Schöne Augen für Bush: Bouteflika brüskiert Chirac

Algerien

Schöne Augen für Bush: Bouteflika brüskiert Chirac

T-Online, 20. April 2006, http://www2.onnachrichten.t-online.de/dyn/c/76/36/45/7636456.html

Mit immer schärferen Tönen fordert der algerische Präsident Abdelaziz Bouteflika den frühere Kolonialherrn Frankreich heraus. Der 69-Jährige fühlt sich auf dem Höhepunkt seiner Macht und legt die Latte für einen algerisch-französischen Freundschaftsvertrages, den Paris anstrebt, immer höher. Geschickt festigt Bouteflika weiter seine Stellung in dem nordafrikanischen Ölstaat. Gleichzeitig macht er den USA – Frankreichs Rivalen – schöne Augen. Nicht zuletzt geht es um den Maghreb: Algier hält Paris vor, Marokko im Streit der Nachbarländer um die Westsahara zu freundlich gesonnen zu sein.

« Berber, Araber, Europäer oder Franzosen »
« Die Kolonialzeit hat zu einem Genozid unserer Identität, unserer Geschichte, unserer Sprache und unserer Bräuche geführt » – so holte Bouteflika am Ostersonntag in Constantine zu einem Frontalangriff auf das Land aus, das von 1830 bis 1962 Kolonialmacht in Algerien war: « Wir wissen nicht mehr, ob wir Berber sind, Araber, Europäer oder Franzosen. » Seit Monaten geißelt der Staatschef die « Verbrechen » der Franzosen in der Vergangenheit. Obwohl er Frankreichs Staatspräsident Jacques Chirac doch schätzt, schraubt Bouteflika seine Forderungen an den ursprünglich schon für Ende 2005 vorgesehenen Freundschaftsvertrag immer höher.

Rohölpreise stärken den Rücken
Mit etwa 50 Milliarden Dollar an Finanzreserven und phantastischen Einnahmen dank steil steigender Rohölpreise im Rücken, kann es sich Bouteflika problemlos leisten, Paris gegenüber aufzutrumpfen. Im vergangenen Jahr trug algerische Empörung wesentlich dazu bei, dass eine Gesetzespassage über positive Seiten der Kolonialherrschaft in Paris zurückgenommen wurde. Doch das reicht dem Staatschef nicht, der immer mehr auf islamische Strömungen in Algerien eingeht. Er strebt einen Vertrag mit Paris an, so gewichtig wie die deutsch-französische Aussöhnung.
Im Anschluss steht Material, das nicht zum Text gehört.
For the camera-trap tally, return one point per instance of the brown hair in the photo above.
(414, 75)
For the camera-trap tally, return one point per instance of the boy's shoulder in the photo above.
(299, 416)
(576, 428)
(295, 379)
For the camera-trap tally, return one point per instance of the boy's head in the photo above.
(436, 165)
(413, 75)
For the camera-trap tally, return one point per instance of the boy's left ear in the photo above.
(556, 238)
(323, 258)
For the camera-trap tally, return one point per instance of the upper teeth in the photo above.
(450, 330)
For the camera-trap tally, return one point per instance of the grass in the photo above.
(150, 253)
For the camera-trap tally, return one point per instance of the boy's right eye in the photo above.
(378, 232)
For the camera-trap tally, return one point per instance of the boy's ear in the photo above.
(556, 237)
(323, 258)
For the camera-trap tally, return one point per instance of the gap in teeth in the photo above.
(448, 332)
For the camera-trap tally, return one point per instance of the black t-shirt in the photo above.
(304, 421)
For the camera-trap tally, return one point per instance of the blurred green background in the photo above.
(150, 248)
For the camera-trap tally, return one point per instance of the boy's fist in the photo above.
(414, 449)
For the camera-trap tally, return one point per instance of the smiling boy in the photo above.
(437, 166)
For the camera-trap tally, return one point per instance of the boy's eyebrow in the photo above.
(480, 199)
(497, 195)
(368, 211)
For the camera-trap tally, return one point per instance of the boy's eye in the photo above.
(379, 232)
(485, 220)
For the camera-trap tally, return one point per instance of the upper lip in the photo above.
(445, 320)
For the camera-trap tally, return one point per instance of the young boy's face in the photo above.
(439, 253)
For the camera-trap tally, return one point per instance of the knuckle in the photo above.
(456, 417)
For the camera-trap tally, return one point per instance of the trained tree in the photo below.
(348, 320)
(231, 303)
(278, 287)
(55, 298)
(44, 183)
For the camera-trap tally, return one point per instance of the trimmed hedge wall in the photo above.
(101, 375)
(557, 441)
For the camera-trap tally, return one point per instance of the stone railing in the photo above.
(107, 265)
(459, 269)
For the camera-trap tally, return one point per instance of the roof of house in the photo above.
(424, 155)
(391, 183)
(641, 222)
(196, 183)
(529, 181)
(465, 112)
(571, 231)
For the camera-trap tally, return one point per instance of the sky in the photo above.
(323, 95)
In Algier verlangen derweil manche, Chirac müsse zuvor erst öffentlich Reue für die Untaten in der Kolonialzeit bekunden.

USA haben Interesse an Algerien
Er mag nach einer schweren Erkrankung im vergangenen Jahr noch immer blass sein und nur langsam gehen – der erfahrene Staatschef und frühere Spitzendiplomat seines Landes weiß aber, was er will: Paris muss davon abgehalten werden, offen mit Rabat zu flirten und den marokkanischen Autonomieplan für die Westsahara zu unterstützen. Das Interesse der US-Regierung von Präsident George W. Bush an Algerien wegen der strategischen Bedeutung im Kampf gegen den internationalen Terror kommt Bouteflika dabei zugute. Auch der Pariser Außenminister Philippe Douste-Blazy hat das Eis bei einem jüngsten Besuch in Algier nicht brechen können. Den Franzosen wird politisch nichts geschenkt – noch ein Zeichen einer auch außenpolitischen Schwäche Chiracs, der durch soziale Krisen und Unruhen zu Hause stark angeschlagen zu sein scheint.

Gern gesehener Gesprächspartner
Gerade ist der Stabschef der algerischen Armee, Ahmed Gaïd Salah, in den USA, um die militärische Zusammenarbeit zu vertiefen. Die USA setzten auf Algerien, hatte Pentagonchef Donald Rumsfeld unlängst in Algier erläutert. Und als Außenminister Mohamed Bedjaoui vergangene Woche in Washington war, empfing ihn nicht nur Kollegin Condoleezza Rice. Auch US-Geheimdienstchefs schätzten das Gespräch mit ihm, hat Algerien doch blutige Erfahrungen im Kampf gegen islamischen Terror gesammelt. Das jüngste Gerücht in Algier kündigt jetzt eine Visite von US-Vizepräsident Dick Cheney bei Bouteflika an. Der dürfte es sich dann nicht nehmen lassen, auch daraus wieder Kapital zu schlagen.